Lots of novels have the potential for one good sequel, but not too many can sustain a story over a third book.

Lots of novels have the potential for one good sequel, but not too many can sustain a story over a third book.

Amazon's new Kindle DX is like that extra sequel. This $489 wireless tablet, which began shipping Friday, doesn't do much to advance the electronic book narrative beyond Amazon's earlier Kindles. It does, however, introduce two plot elements that might play a larger role in future e-book chapters.

The catch is, neither of those changes involves the Kindle DX's most obvious upgrades.

The big one is its screen: Instead of the $359 Kindle 2's 6-inch display, the DX includes a higher-resolution, 9.7-inch version that approximates the dimensions of a hardcover.

The DX uses the same electronic-ink technology as its little brother, so it offers similar benefits and frustrations. Text appears sharp and flicker-free, even in sunlight. But the DX's screen still can't match the contrast of newsprint, still takes a second or so to draw a new page (after first flashing a photo-negative image of the current page) and still cannot portray more than 16 shades of gray.

The DX also can also rotate its onscreen image to match how you hold the thing: If you grasp the DX sideways, the display automatically pivots from its standard portrait orientation to a widescreen, landscape mode. The DX will even invert the image if it thinks you're holding it upside down, though that's more distracting than useful.

The DX's larger display contributes to its slightly heftier weight, just under 19 ounces. Amazon's $49.99 leather cover adds almost 11 ounces.

It does not, however, seem to affect the DX's battery life, which Amazon estimates as "up to four days with wireless on" — the same number it cites for the Kindle 2.

With the bigger display comes more storage, but that doesn't yield a major improvement either. Amazon says that the DX's 3.3 gigabytes of flash memory can hold 3,500 books, up from the 1,500 you could squirrel away on a Kindle 2 — but how many books do most people need to carry at once anyway?

Those upgrades also can't do much to improve the already-excellent experience of buying books using the Kindle's Sprint-provided wireless connection. To its credit, the Seattle retailer's selection keeps growing: As of Thursday evening, the Kindle Store carried 307,420 books (note that some cost as much as print editions sold on Amazon), 40 newspapers, 30 magazines and 5,775 blogs.

The DX's more useful contributions come in its software and marketing.

Unlike older Kindles, the DX can display PDF (portable document format) files without prior conversion — plug the device into a computer with its USB cable, drag and drop PDFs into its "documents" folder, and those files will appear on the DX's home screen.

Like other PDF viewers, the DX doesn't magically turn a PDF into text that you can search, view in your choice of type sizes or have read aloud by the Kindle's text-to-speech software. But because so many documents circulate in this format — from scientific papers to public-domain e-book downloads to files you may have created on your own computer — this still constitutes a big step forward for the Kindle.

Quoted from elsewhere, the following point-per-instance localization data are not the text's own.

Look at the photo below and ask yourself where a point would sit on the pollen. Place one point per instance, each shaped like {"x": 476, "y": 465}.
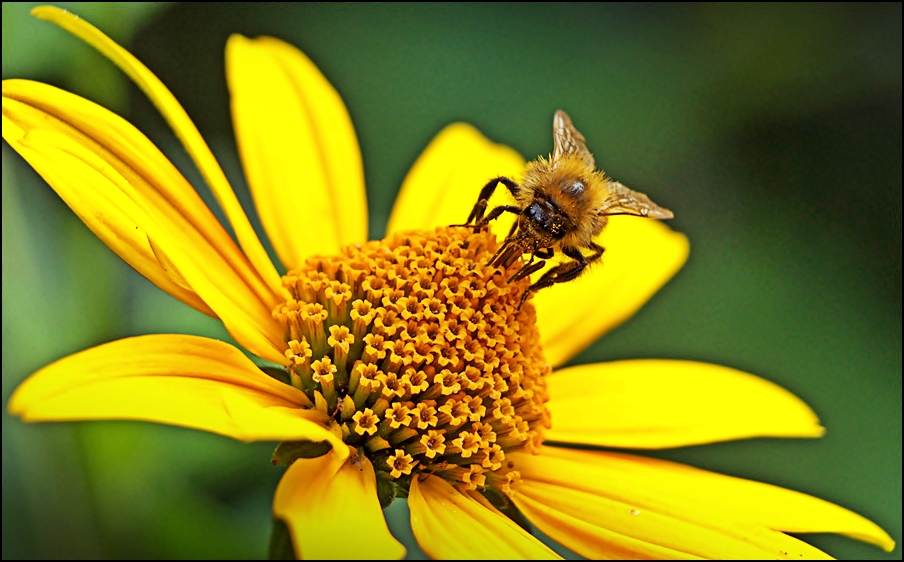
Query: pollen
{"x": 418, "y": 351}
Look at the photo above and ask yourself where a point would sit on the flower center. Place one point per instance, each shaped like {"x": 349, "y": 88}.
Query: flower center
{"x": 416, "y": 350}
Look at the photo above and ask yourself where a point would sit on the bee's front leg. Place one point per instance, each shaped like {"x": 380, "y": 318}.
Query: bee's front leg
{"x": 565, "y": 271}
{"x": 483, "y": 200}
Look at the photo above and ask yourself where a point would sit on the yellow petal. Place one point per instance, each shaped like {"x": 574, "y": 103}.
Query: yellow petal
{"x": 443, "y": 185}
{"x": 187, "y": 381}
{"x": 653, "y": 404}
{"x": 132, "y": 198}
{"x": 675, "y": 506}
{"x": 641, "y": 256}
{"x": 298, "y": 148}
{"x": 178, "y": 119}
{"x": 331, "y": 508}
{"x": 449, "y": 524}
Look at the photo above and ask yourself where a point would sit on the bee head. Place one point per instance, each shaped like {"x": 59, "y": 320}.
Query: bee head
{"x": 546, "y": 218}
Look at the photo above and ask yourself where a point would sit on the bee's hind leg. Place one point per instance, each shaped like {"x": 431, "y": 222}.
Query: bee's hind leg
{"x": 483, "y": 200}
{"x": 565, "y": 271}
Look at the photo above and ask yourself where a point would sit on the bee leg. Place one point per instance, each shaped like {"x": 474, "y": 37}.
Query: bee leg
{"x": 566, "y": 271}
{"x": 496, "y": 212}
{"x": 509, "y": 245}
{"x": 530, "y": 267}
{"x": 484, "y": 198}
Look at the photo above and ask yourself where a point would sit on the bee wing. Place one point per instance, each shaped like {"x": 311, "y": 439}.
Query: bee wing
{"x": 568, "y": 141}
{"x": 624, "y": 201}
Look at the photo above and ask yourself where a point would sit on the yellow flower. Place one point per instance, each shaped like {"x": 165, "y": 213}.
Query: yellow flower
{"x": 405, "y": 359}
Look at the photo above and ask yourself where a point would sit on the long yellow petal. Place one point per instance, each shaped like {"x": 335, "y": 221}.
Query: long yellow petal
{"x": 299, "y": 149}
{"x": 623, "y": 493}
{"x": 653, "y": 404}
{"x": 449, "y": 524}
{"x": 182, "y": 125}
{"x": 187, "y": 381}
{"x": 111, "y": 224}
{"x": 331, "y": 508}
{"x": 641, "y": 256}
{"x": 443, "y": 185}
{"x": 127, "y": 193}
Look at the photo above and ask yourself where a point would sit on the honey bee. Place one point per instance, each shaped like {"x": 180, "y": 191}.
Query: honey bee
{"x": 563, "y": 203}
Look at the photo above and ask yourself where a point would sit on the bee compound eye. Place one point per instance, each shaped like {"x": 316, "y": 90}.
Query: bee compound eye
{"x": 575, "y": 188}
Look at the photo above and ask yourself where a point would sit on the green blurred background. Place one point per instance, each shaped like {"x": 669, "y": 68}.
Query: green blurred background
{"x": 772, "y": 131}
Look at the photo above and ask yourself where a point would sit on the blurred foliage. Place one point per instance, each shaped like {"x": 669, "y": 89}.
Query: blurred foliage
{"x": 773, "y": 131}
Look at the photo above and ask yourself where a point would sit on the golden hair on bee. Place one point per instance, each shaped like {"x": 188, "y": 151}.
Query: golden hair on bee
{"x": 563, "y": 204}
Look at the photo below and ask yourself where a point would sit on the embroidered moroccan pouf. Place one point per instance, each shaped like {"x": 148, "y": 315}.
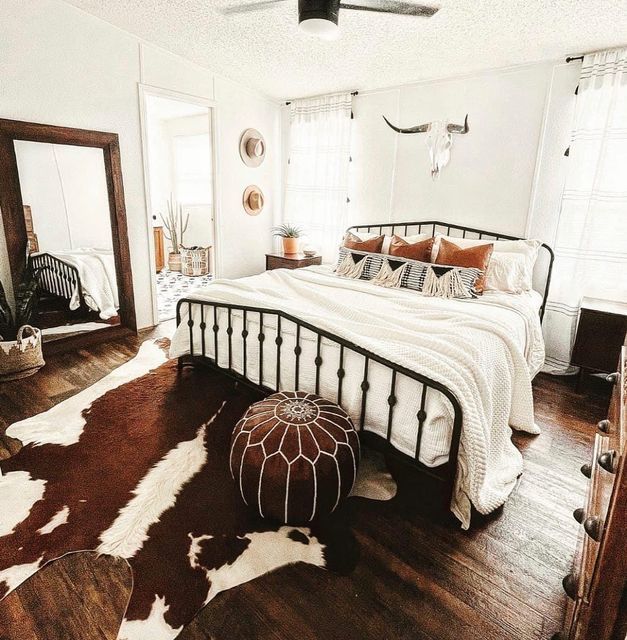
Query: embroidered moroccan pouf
{"x": 294, "y": 456}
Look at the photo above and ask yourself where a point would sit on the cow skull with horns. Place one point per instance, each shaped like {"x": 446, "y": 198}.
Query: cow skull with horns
{"x": 439, "y": 140}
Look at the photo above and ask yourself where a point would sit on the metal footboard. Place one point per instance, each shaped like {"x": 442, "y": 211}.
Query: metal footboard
{"x": 247, "y": 343}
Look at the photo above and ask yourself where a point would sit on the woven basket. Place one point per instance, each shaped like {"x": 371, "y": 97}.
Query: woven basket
{"x": 195, "y": 261}
{"x": 22, "y": 357}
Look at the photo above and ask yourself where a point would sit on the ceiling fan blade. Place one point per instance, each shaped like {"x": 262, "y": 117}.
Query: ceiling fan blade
{"x": 251, "y": 6}
{"x": 393, "y": 6}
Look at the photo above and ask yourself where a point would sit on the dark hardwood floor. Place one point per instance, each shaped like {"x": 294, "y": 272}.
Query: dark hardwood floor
{"x": 419, "y": 577}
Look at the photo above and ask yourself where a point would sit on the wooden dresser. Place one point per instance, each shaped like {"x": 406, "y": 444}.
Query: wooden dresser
{"x": 597, "y": 585}
{"x": 290, "y": 261}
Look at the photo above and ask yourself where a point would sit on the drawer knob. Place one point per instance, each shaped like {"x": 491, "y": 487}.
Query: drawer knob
{"x": 593, "y": 527}
{"x": 603, "y": 426}
{"x": 570, "y": 584}
{"x": 607, "y": 461}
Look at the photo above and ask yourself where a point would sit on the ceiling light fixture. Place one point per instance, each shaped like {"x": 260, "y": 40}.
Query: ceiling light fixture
{"x": 319, "y": 18}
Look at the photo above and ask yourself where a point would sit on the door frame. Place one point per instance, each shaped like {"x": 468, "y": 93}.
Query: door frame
{"x": 146, "y": 91}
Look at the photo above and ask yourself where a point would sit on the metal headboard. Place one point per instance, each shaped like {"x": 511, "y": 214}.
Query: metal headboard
{"x": 434, "y": 227}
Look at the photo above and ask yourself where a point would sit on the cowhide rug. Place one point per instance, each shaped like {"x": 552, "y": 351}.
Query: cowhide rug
{"x": 136, "y": 466}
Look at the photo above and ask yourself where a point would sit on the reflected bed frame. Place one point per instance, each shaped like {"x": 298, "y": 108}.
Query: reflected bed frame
{"x": 211, "y": 329}
{"x": 57, "y": 277}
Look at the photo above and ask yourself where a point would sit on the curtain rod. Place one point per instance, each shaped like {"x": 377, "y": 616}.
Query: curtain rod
{"x": 353, "y": 93}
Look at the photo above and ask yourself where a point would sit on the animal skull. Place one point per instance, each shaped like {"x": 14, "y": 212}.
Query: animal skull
{"x": 439, "y": 140}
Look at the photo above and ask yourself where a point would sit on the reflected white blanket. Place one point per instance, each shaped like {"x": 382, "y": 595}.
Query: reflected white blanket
{"x": 96, "y": 268}
{"x": 485, "y": 351}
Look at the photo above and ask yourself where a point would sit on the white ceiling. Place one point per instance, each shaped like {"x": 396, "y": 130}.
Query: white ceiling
{"x": 265, "y": 49}
{"x": 166, "y": 109}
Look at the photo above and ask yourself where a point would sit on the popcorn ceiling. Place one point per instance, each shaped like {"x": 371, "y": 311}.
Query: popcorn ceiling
{"x": 265, "y": 49}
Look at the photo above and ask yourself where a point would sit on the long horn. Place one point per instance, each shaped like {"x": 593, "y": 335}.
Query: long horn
{"x": 421, "y": 128}
{"x": 459, "y": 128}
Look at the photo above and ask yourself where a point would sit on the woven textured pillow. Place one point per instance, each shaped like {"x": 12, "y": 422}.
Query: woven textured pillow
{"x": 416, "y": 251}
{"x": 393, "y": 272}
{"x": 294, "y": 456}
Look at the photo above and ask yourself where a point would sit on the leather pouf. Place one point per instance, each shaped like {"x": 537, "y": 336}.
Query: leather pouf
{"x": 294, "y": 456}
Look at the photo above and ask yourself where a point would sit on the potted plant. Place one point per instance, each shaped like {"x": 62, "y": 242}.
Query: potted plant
{"x": 290, "y": 234}
{"x": 173, "y": 223}
{"x": 20, "y": 343}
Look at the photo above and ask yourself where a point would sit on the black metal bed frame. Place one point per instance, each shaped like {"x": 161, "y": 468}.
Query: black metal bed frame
{"x": 206, "y": 316}
{"x": 57, "y": 277}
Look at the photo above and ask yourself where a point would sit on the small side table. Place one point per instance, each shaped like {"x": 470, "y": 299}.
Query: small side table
{"x": 600, "y": 336}
{"x": 290, "y": 261}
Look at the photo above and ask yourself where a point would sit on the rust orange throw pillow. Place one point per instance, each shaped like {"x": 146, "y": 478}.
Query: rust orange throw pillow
{"x": 372, "y": 245}
{"x": 414, "y": 251}
{"x": 477, "y": 257}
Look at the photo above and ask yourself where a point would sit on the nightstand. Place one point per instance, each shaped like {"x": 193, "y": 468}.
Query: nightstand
{"x": 290, "y": 261}
{"x": 600, "y": 335}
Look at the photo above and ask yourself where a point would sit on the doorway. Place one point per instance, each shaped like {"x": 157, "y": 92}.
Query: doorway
{"x": 179, "y": 159}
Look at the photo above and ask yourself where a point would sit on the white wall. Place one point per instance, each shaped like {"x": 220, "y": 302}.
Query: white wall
{"x": 75, "y": 70}
{"x": 489, "y": 181}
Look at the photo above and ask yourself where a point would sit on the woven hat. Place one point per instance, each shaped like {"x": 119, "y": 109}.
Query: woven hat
{"x": 252, "y": 148}
{"x": 253, "y": 200}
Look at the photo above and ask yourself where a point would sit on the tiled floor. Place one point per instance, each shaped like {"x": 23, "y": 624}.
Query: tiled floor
{"x": 173, "y": 285}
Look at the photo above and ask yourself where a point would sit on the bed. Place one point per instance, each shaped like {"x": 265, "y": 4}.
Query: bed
{"x": 84, "y": 277}
{"x": 437, "y": 383}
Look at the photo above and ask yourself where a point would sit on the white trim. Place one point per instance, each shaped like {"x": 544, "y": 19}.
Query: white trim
{"x": 395, "y": 163}
{"x": 460, "y": 76}
{"x": 146, "y": 90}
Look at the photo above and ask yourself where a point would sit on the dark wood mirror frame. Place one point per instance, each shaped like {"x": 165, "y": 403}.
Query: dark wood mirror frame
{"x": 15, "y": 226}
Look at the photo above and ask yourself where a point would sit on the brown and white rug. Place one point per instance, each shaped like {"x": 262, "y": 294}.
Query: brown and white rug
{"x": 136, "y": 466}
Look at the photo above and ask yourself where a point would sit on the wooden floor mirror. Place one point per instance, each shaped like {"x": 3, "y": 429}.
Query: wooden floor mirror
{"x": 64, "y": 221}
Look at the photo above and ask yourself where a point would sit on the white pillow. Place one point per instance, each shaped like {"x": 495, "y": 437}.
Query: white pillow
{"x": 507, "y": 272}
{"x": 387, "y": 241}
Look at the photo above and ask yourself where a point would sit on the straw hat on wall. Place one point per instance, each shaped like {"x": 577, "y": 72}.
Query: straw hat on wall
{"x": 252, "y": 148}
{"x": 253, "y": 200}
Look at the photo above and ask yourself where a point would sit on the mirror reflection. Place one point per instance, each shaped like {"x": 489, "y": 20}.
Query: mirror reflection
{"x": 68, "y": 225}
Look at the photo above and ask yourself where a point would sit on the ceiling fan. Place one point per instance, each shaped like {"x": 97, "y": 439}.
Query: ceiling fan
{"x": 320, "y": 17}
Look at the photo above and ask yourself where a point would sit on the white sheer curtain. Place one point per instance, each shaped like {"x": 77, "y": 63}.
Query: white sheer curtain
{"x": 317, "y": 174}
{"x": 591, "y": 240}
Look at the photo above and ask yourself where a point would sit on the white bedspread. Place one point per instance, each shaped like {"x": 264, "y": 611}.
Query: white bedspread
{"x": 485, "y": 351}
{"x": 96, "y": 269}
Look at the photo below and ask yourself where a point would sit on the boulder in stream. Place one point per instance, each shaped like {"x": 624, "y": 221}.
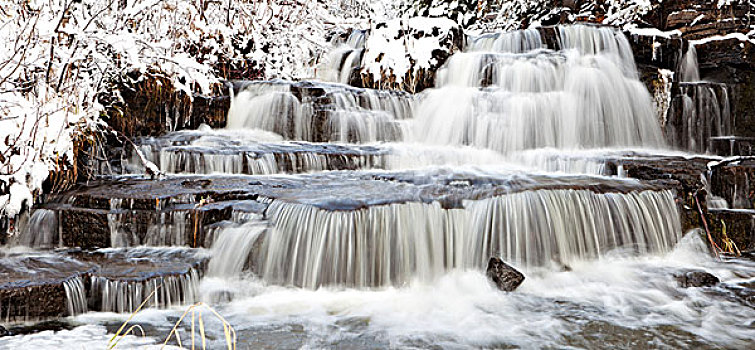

When future e-ink screens can display more shades of gray or even color, making maps and pictures easily readable, the Kindle's newfound PDF fluency will matter even more.

Any Kindle suffers from Amazon's "digital rights management" usage controls, which do not allow you to loan or resell a book. Amazon's failure to deliver Kindle reader software for any other device but Apple's iPhone and iPod touch further limit the utility of a Kindle purchase.